In late 19th-century France, few ventures inspired more hope - or ended in greater disgrace - than the effort to build a canal through Panama. Backed by Ferdinand de Lesseps, the celebrated engineer of the Suez Canal, the project was launched in 1881 with immense public support. The Suez Canal, completed in 1869, had already revolutionized global trade by linking the Mediterranean to the Red Sea and drastically shortening the route to Asia. Replicating that feat in Panama - this time connecting the Atlantic and Pacific - was seen as France’s next great civilizational triumph. But tropical diseases, engineering obstacles, and spiraling costs soon brought the dream to a halt. To conceal the crisis, Lesseps’s company bribed journalists and politicians. When it collapsed in 1889, 85,000 investors were ruined. By 1892, a press exposé blew the scandal wide open. Dozens of public figures were implicated. Only one, Charles Baïhaut, admitted guilt.

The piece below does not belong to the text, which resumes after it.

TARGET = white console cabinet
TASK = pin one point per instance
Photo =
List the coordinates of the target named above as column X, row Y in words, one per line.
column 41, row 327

From his prison cell in France, Baïhaut wrote a long and striking letter. He did not deny his actions, but insisted they must be understood in context:
I had, I admit, in 1886, an hour of failure, when I broke the law (...) I deceived no one... I entered into, without bias and without hypocrisy, a free contract: an illegal contract, but not a shameful bargain.
For him, the crime lay not in deception, but in accepting a system where illegal means served what he believed was a public good.
What moves me most, as a reader of historical documents, is not just Baïhaut’s admission, but his deep sense of injustice. He laments:
I endured every outrage and every torment, I suffered and I wept.
And then he questions a society that punishes selectively:
When it strikes one without reaching all the guilty... the so-called application of the law is nothing but a parody of absolute justice.
His words still resonate today, as the Panama Canal again draws global attention under Trump’s second term, proof of its lasting strategic value.